Pyrimidine-thioindole inhibits gastric cancer cell proliferation via up-regulation of expression of tumor suppressor miR-145

Rong Zhang1, Chunhe Yao2

1Department of Gastroenterology; 2Department of General Surgery, Xianyang Hospital of Yan'an University, Xianyang, Shaanxi 712000, China.
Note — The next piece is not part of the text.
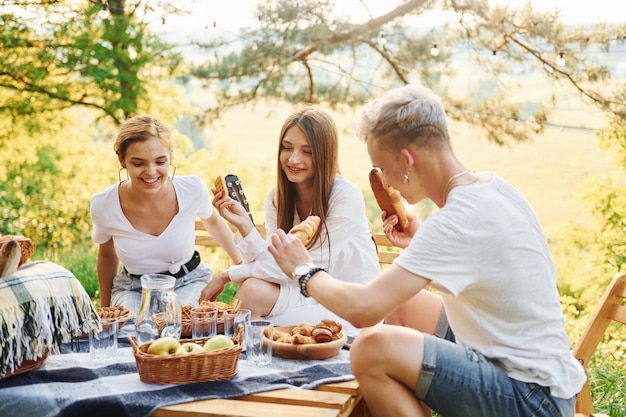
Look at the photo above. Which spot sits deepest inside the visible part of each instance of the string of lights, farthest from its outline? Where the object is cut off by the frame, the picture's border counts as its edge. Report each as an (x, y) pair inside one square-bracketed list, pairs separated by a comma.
[(435, 51)]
For correspondence:-  Chunhe Yao   Email: zhangrzt@126.com   Tel:+862933351603

Accepted: 25 October 2020        Published: 30 November 2020

Citation: Zhang R, Yao C. Pyrimidine-thioindole inhibits gastric cancer cell proliferation via up-regulation of expression of tumor suppressor miR-145. Trop J Pharm Res 2020; 19(11):2343-2348 doi: 10.4314/tjpr.v19i11.14

© 2020 The authors.
This is an Open Access article that uses a funding model which does not charge readers or their institutions for access and distributed under the terms of the Creative Commons Attribution License (http://creativecommons.org/licenses/by/4.0) and the Budapest Open Access Initiative (http://www.budapestopenaccessinitiative.org/read), which permit unrestricted use, distribution, and reproduction in any medium, provided the original work is properly credited..

Abstract

Purpose: To investigate the effect of pyrimidine-thioindole on gastric cancer proliferation and the underlying mechanism of action.
Methods: Cell viability and apoptosis were determined using MTT assay and Annexin V/PI assay, respectively. Reverse transcription-polymerase chain reaction (RT-PCR) was used for the determination of expression levels of miR-145, while protein expression levels were assayed by western blotting.
Results: Pyrimidine-thioindole treatment significantly inhibited the proliferation of AGS and SNU-5 cells (p < 0.05), but had no effect on the viability of GES-1 cells. Exposure to pyrimidine-thioindole at doses of 8 and 10 µM significantly enhanced the apoptosis of AGS and SNU-5 cells (p < 0.05). Pyrimidine-thioindole exposure markedly increased the proportions of AGS and SNU-5 cells in G1 phase (p < 0.05). In AGS and SNU-5 cell lines, pyrimidine-thioindole exposure at doses of 8 and 10 µM significantly upregulated the expression of miR-145, with higher enhancement of miR-145 expression in AGS cells than in SNU-5 cells. Moreover, pyrimidine-thioindole downregulated the expressions of MMP-2, MMP-9, c-Myc, p-PI3K and p-AKT in AGS and SNU-5 cells. Pyrimidine-thioindole treatment enhanced the expression of p21 in AGS and SNU-5 cells, relative to untreated cells (p < 0.05).
Conclusion: These results suggest that pyrimidine-thioindole activates apoptotic signaling pathway, leading to reduction in cell proliferation and arrest of cell cycle. Moreover, it de-activates PI3K/AKT pathway and promotes miR-145 expression in AGS and SNU-5 cells. Thus, pyrimidine-thioindole has therapeutic significance for the management of gastric cancer.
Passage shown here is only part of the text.